Kashagan, a Caspian Sea field set to produce 370,000 barrels of oil a day, is set to start output by June, eight years later than initially planned and with costs nearing $46 billion, double the early estimates. The government has the right to buy any oil asset for sale on its territory at the price agreed on by the buyer and seller.
While talks on Kashagan have been going on for months, a final agreement with a Chinese buyer remains some way off, the people said.
A deal with China would give Kazakhstan greater access to the growing Chinese energy market, while financing options would open up for KazMunaiGaz National Co, the state oil producer and a Kashagan partner, they said. China's President Xi will visit Kazakhstan in the first half of the year, according to the website of the Kazakh president.

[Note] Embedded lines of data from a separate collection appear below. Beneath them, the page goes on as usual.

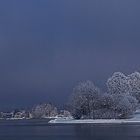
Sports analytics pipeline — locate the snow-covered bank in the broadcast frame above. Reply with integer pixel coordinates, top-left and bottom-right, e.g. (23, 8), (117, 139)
(49, 110), (140, 124)
(49, 119), (140, 124)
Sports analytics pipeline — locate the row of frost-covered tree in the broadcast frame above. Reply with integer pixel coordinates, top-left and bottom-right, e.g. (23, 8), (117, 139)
(70, 72), (140, 119)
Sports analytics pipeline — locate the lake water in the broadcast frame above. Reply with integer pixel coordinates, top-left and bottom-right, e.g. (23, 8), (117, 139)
(0, 120), (140, 140)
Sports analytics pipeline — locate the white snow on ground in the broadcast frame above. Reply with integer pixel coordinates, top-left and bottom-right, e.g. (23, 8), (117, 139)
(49, 110), (140, 124)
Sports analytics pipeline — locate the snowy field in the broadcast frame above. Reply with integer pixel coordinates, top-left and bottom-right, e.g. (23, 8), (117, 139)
(49, 110), (140, 124)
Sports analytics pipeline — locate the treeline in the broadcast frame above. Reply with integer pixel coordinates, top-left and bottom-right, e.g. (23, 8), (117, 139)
(70, 72), (140, 119)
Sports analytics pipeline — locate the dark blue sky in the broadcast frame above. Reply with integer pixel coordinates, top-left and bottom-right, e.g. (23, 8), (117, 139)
(0, 0), (140, 109)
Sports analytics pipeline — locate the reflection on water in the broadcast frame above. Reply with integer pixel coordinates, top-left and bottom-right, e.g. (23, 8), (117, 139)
(0, 120), (140, 140)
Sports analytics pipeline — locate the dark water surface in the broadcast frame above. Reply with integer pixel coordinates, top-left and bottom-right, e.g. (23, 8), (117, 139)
(0, 120), (140, 140)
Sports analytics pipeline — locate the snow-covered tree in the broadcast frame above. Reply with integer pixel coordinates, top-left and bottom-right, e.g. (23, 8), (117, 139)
(107, 72), (130, 94)
(71, 81), (101, 119)
(128, 72), (140, 102)
(111, 94), (137, 118)
(32, 104), (57, 118)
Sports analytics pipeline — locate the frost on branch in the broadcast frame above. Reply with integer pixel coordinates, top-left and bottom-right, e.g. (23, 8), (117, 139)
(107, 72), (130, 94)
(128, 72), (140, 102)
(32, 104), (57, 118)
(71, 81), (101, 119)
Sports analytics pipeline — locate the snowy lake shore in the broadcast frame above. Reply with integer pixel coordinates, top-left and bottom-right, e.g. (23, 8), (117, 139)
(49, 110), (140, 124)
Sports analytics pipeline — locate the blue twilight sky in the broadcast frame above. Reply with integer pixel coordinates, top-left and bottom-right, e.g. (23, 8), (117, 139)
(0, 0), (140, 109)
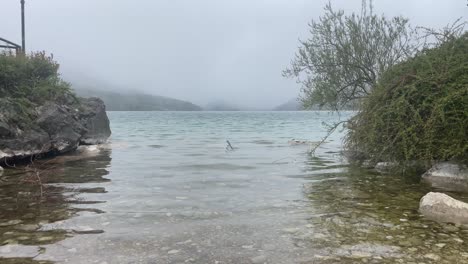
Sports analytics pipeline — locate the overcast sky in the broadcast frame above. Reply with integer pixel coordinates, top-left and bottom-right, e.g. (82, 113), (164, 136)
(0, 0), (468, 108)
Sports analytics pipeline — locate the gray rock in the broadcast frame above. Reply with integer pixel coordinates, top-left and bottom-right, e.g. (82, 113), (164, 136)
(36, 103), (86, 154)
(419, 192), (468, 224)
(0, 98), (111, 162)
(422, 162), (468, 191)
(79, 98), (111, 145)
(374, 162), (396, 173)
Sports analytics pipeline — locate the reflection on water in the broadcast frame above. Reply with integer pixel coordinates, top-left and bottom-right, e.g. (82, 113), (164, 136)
(0, 150), (111, 263)
(302, 154), (468, 263)
(0, 112), (468, 263)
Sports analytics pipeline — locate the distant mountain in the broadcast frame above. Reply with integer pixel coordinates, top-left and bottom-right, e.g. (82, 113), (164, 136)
(273, 99), (304, 111)
(74, 88), (202, 111)
(204, 101), (242, 111)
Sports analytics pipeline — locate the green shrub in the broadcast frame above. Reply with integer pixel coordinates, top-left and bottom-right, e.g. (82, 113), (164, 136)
(346, 33), (468, 164)
(0, 52), (72, 104)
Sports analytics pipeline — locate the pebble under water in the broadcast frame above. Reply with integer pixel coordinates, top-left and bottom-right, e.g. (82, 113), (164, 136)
(0, 112), (468, 264)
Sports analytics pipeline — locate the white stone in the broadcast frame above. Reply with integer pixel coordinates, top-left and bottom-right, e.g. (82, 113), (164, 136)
(422, 162), (468, 191)
(419, 192), (468, 224)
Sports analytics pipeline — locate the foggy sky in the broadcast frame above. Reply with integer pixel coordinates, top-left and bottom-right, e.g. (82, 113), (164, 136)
(0, 0), (468, 108)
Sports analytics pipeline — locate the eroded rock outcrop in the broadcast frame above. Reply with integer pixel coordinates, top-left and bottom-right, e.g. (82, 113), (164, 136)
(422, 162), (468, 191)
(419, 192), (468, 224)
(0, 98), (111, 162)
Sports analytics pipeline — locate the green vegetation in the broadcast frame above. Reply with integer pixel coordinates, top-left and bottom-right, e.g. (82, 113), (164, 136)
(347, 33), (468, 163)
(0, 52), (76, 127)
(0, 52), (71, 103)
(283, 1), (417, 110)
(284, 1), (468, 167)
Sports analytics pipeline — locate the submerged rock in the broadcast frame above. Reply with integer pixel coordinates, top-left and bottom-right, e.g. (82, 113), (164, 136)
(419, 192), (468, 224)
(0, 98), (111, 162)
(79, 98), (111, 145)
(422, 162), (468, 191)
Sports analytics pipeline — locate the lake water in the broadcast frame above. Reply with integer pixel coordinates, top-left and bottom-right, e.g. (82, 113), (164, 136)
(0, 112), (468, 264)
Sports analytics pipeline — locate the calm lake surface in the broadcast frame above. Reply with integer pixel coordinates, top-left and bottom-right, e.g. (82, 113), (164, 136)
(0, 112), (468, 264)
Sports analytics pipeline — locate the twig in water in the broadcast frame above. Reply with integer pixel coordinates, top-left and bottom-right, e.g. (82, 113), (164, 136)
(226, 140), (234, 151)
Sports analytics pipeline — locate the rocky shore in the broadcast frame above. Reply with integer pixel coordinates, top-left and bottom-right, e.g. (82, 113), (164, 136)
(0, 98), (111, 164)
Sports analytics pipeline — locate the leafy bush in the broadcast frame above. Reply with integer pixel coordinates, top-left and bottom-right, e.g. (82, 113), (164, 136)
(346, 33), (468, 164)
(0, 52), (72, 103)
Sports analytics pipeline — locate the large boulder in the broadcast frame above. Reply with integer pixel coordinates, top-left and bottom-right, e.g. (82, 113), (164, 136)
(79, 98), (111, 145)
(0, 98), (111, 163)
(422, 162), (468, 191)
(419, 192), (468, 224)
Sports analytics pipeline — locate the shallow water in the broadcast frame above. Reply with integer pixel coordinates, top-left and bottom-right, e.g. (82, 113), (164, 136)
(0, 112), (468, 263)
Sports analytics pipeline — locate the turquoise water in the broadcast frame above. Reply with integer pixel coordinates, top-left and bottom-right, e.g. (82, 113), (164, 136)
(0, 112), (468, 263)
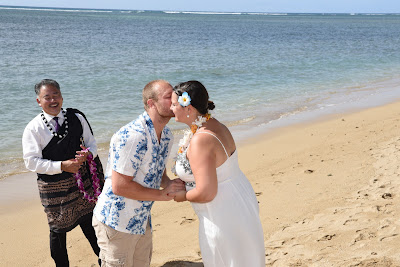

KazMunaiGaz and CNPC, China's largest oil producer, agreed during Nazarbayev's visit to expand oil pipelines from Kazakhstan to the Asian country.
Kazakhstan's oil and gas ministry declined to comment on whether the government will preempt the Conoco-ONGC deal. State-owned KazMunaiGaz National Co, a Kashagan partner, and North Caspian Operating Co, the oilfield's operator, both declined to comment, as did ConocoPhillips. ONGC didn't comment on the progress of its deal, saying on April 2 that the government has until the end of July to decide.
China pipeline
Kazakhstan produced 1.6 million barrels a day of oil in 2012, according to the U.S. Energy Information Administration, and ships crude to China through a pipeline opened in 2006. The link's capacity is being expanded to 400,000 barrels a day from 240,000 barrels a day. CNPC is already invested in Kazakhstan's oil industry as a partner in the Mangistaumunaigas venture.
ConocoPhillips, the third-largest US oil company, announced the sale of its Kashagan stake for $5 billion to ONGC in November as part of a worldwide asset disposal program. It expected the deal to close in the first half of this year, according to a statement made when the deal was announced.
Exxon Mobil Corp., Royal Dutch Shell Plc, Eni SpA, Total SA and KazMunaiGaz each hold 16.8 per cent of Kashagan, after the international partners agreed in 2008 to cut their stakes in favour of the state. Japan's Inpex Corp has 7.56 per cent.